Alla luce di tali considerazioni, ritenuta la astratta compatibilità tra la disciplina della sospensione del procedimento con messa alla prova e il procedimento volto all'accertamento della responsabilità amministrativa degli enti dipendente da reato - venendo ora al caso di specie, ritiene il Tribunale che non sussistono profili di inammissibilità della domanda, essendo stati soddisfatti i requisiti formali e sostanziali di cui all'art. 168 bis cod. pen. e 464 bis cod. proc. pen. e non essendovi preclusioni di fase.

Il reato di cui all'art. 590 cod. pen. (richiamato dall'illecito amministrativo di cui all'art. 25 septies del d.lgs. 231 del 2001) a norma dell'art. 168 bis cod. pen., l'applicazione della messa alla prova.

Inoltre, si ritiene che nel caso in esame non ricorrono i presupposti per pronunciare sentenza di proscioglimento a norma dell'art. 129 cod. proc. pen..

Per quel che concerne la durata della messa alla prova, essa deve individuarsi in un periodo di sei mesi, da intendersi quale lasso temporale nell'arco del quale dovranno essere adempiute tutte le prescrizioni sopra descritte.

 

P.Q.M.

 

visti gli artt. 168 bis e seg. cod. pen., nonché 464 bis e seg. cod. proc. pen., dispone per la durata di mesi sei la sospensione del procedimento nei confronti dalla società (...), in persona del procuratore speciale (...)

dispone che la presente ordinanza, in uno al verbale di messa alla prova, venga trasmessa all'U.E.P.E. di Perugia per la presa in carico dell'ente, precisando che, ai sensi dell'art. 464 quater, sesto comma, cod. proc. pen., dalla data del verbale di messa alla prova decorre il suindicato termine di sospensione del procedimento nonché quello per l'adempimento delle prescrizioni e degli obblighi relativi alle condotte riparatone o risarcitorie.

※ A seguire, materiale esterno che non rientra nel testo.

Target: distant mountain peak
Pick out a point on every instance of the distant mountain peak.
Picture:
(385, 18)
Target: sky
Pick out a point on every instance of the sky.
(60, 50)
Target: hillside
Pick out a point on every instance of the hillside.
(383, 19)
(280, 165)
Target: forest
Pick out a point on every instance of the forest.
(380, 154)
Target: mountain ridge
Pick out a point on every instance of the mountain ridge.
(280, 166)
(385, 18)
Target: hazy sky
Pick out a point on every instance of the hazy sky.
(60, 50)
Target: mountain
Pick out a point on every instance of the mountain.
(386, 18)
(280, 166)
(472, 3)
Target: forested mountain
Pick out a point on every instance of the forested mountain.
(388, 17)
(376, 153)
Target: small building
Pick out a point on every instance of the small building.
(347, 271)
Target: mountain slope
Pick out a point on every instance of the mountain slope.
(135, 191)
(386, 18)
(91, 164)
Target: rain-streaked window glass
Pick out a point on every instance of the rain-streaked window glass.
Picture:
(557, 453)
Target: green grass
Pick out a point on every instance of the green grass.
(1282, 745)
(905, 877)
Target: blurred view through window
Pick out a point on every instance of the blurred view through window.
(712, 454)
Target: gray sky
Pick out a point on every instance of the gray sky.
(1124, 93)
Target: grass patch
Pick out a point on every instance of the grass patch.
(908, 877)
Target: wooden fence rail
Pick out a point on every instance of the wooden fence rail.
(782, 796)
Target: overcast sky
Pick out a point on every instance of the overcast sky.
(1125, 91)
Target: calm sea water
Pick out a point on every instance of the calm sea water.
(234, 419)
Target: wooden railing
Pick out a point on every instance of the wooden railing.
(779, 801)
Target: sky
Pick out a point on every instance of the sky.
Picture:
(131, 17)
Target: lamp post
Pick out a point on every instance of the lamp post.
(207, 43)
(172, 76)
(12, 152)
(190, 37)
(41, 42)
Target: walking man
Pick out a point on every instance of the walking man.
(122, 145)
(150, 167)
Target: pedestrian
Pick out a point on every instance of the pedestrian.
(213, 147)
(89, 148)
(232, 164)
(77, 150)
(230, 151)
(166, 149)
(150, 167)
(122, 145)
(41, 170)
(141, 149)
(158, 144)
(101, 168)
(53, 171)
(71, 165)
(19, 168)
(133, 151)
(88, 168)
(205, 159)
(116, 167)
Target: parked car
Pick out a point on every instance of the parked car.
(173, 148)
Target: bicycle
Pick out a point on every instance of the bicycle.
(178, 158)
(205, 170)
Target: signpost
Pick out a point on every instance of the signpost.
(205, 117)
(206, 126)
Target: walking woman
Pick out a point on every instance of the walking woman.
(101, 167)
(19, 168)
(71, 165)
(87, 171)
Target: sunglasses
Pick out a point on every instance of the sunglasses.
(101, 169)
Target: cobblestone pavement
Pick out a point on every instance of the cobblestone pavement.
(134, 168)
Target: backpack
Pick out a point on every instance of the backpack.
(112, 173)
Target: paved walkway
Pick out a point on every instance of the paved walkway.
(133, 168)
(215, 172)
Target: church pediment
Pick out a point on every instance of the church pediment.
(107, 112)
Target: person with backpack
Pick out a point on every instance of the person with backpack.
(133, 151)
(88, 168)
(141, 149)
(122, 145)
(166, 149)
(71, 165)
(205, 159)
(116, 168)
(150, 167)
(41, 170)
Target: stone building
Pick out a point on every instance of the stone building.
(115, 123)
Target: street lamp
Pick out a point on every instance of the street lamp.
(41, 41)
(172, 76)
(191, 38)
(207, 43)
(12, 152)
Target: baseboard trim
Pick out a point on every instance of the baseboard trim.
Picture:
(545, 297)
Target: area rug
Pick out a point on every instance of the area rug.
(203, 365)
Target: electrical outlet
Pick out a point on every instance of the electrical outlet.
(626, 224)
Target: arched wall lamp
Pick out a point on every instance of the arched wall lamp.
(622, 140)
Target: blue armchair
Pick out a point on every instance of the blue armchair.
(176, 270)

dispone che l'U.E.P.E., ai sensi dell'art. 141 ter disp. att. cod. proc., pen., provveda ad informare questa A.G. - con relazioni periodiche da redigere e trasmettere al massimo ogni tre mesi - sull'andamento del trattamento e ad inviare, alla scadenza del periodo di prova, la relazione conclusiva sul decorso e sull'esito della prova medesima, da trasmettere alla cancelleria di questa A.G. almeno dieci giorni prima dell'udienza sottoindicata, per la sua valutazione, con facoltà per le parti di prenderne visione ed estrarne copia;

fissa per la valutazione della relazione conclusiva che sarà trasmessa dall'U.E.P.E. l'udienza del 18 settembre 2024 ore 11,30.

MANDA

alla Cancelleria per la comunicazione della presente ordinanza alle Parti nonché per gli adempimenti di propria competenza in ordine alla iscrizione per estratto della presente ordinanza nel casellario giudiziale, ai sensi dell'art. 3 co. 1 lett. i-bis) del D.P.R. 14.11.2001 n. 313, come modificato dall'art. 6 della legge 28.04.2014 n. 67.

Così deciso in Perugia il 7 febbraio 2024.

Depositata in Cancelleria il 7 febbraio 2024.